In a choked voice he managed, “I’ll be right back. I gotta see to that blamed mule.”
Annika watched the big man leave through her own tears.
VIRGIL Clemmens stared at the reward poster in his hands and knew that this was his lucky day. His grimy, dirt-stained fingers rubbed the edges of the page as if feeling it would reassure him that the poster was real. At the sound of approaching hoofbeats outside the ramshackle clapboard house, he carefully folded the poster along the creases he’d made earlie
r and tucked it inside his jacket. A little drama would add to the moment.
Boot heels rang hollow on the porch. A quick knock served as his only warning before the door swung inward and Clifton Wiley strode in followed by Denton Matthews. The two of them made the oddest pair that Virge had ever seen. Cliff was as tall and thin as a beanpole, while Denton was as short and round as a cracker barrel. The two had ridden together for years now, or so they’d claimed when Virge joined up with them a month ago, and although he knew he was nothing to look at—not since his ten-year stay in prison—he thought he was a damned sight handsomer than either of the other two, even if his beard had gone gray and he did have only six good teeth left.

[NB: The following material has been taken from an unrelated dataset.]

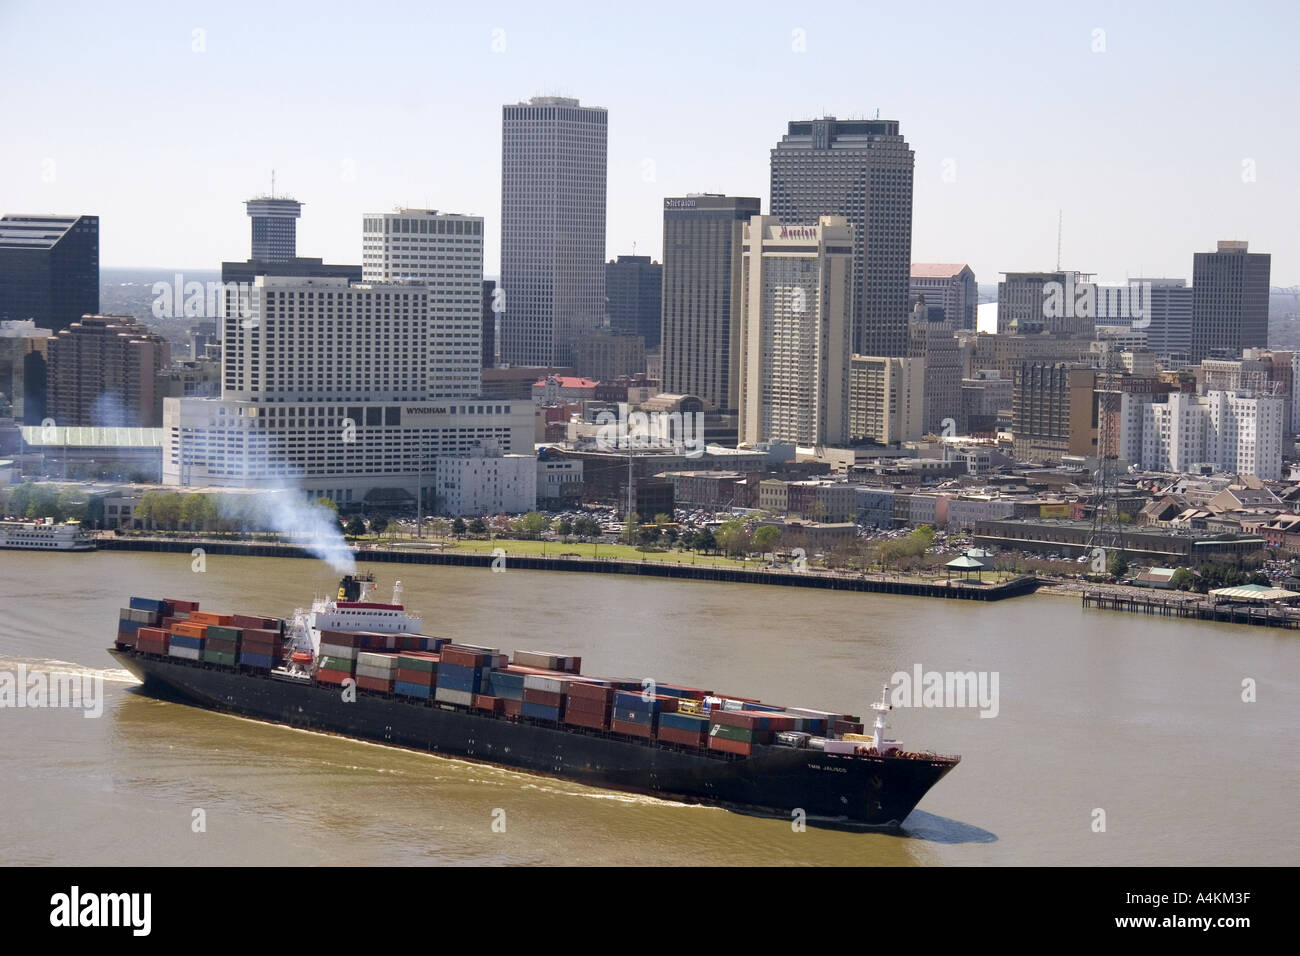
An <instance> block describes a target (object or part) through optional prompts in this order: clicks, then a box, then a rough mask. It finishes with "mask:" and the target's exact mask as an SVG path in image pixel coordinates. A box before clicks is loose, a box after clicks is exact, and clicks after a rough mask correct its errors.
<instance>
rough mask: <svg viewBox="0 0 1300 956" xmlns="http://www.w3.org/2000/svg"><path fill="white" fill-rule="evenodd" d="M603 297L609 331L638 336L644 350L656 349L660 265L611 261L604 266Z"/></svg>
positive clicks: (662, 284) (662, 306)
mask: <svg viewBox="0 0 1300 956" xmlns="http://www.w3.org/2000/svg"><path fill="white" fill-rule="evenodd" d="M604 294H606V297H607V298H608V316H610V332H614V333H616V334H623V336H641V337H642V338H643V339H645V345H646V349H658V347H659V330H660V325H662V320H663V315H662V307H663V265H660V264H659V263H656V261H653V260H651V259H650V256H619V258H617V259H611V260H610V261H608V263H606V264H604ZM640 371H645V369H640Z"/></svg>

“See you’re workin’ your butt off again, Virge, while we’re out lookin’ for a way to make a little cash.” Cliff folded his lanky form into a chair opposite Virgil’s. The lopsided table stood in the middle of the otherwise empty parlor of a deserted house on the outskirts of Cheyenne.
Denton grunted, which was all the comment Denton usually cared to make on almost any subject. Bowlegged, he walked like a man riding a camel across the desert. He rolled his way past the other two and shuffled into the tiny kitchen at the back of the house.

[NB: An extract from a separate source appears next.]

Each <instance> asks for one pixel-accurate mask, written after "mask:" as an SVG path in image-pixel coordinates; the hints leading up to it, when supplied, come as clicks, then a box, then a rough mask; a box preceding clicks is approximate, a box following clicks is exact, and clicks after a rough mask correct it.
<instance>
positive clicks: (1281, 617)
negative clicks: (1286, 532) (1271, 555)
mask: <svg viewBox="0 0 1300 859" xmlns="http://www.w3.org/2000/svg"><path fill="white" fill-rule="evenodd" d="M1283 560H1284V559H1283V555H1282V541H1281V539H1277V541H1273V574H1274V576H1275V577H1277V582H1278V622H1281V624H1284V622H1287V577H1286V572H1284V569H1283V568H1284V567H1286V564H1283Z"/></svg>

“While you two been out in the cold runnin’ your asses around in circles lookin’ to make a dime or two, I been studyin’ a way of comin’ up with some real money,” Virge said.
Cliff tilted his chair until the back of it rested against the wall and the two front legs were off the ground. He pulled off his dented hat and tossed it on the table. The sweatband had left an angry mark around his forehead. “And what might this grand plan be?”
Before Virge answered, Denton strolled back in from the kitchen with a handful of crackers. He pulled up his pants and hefted his bulk into the only other chair with four even legs on it and leaned as close to the table as his girth would allow. “You got a plan, Virge?”
“I got a plan, and she’s a doozie.” With a long pause intended to let their curiosity heighten, Virge opened his denim jacket and reached inside. Slowly withdrawing the poster, he made a great show of unfolding it and then smoothed it out on the table so that it would lie flat.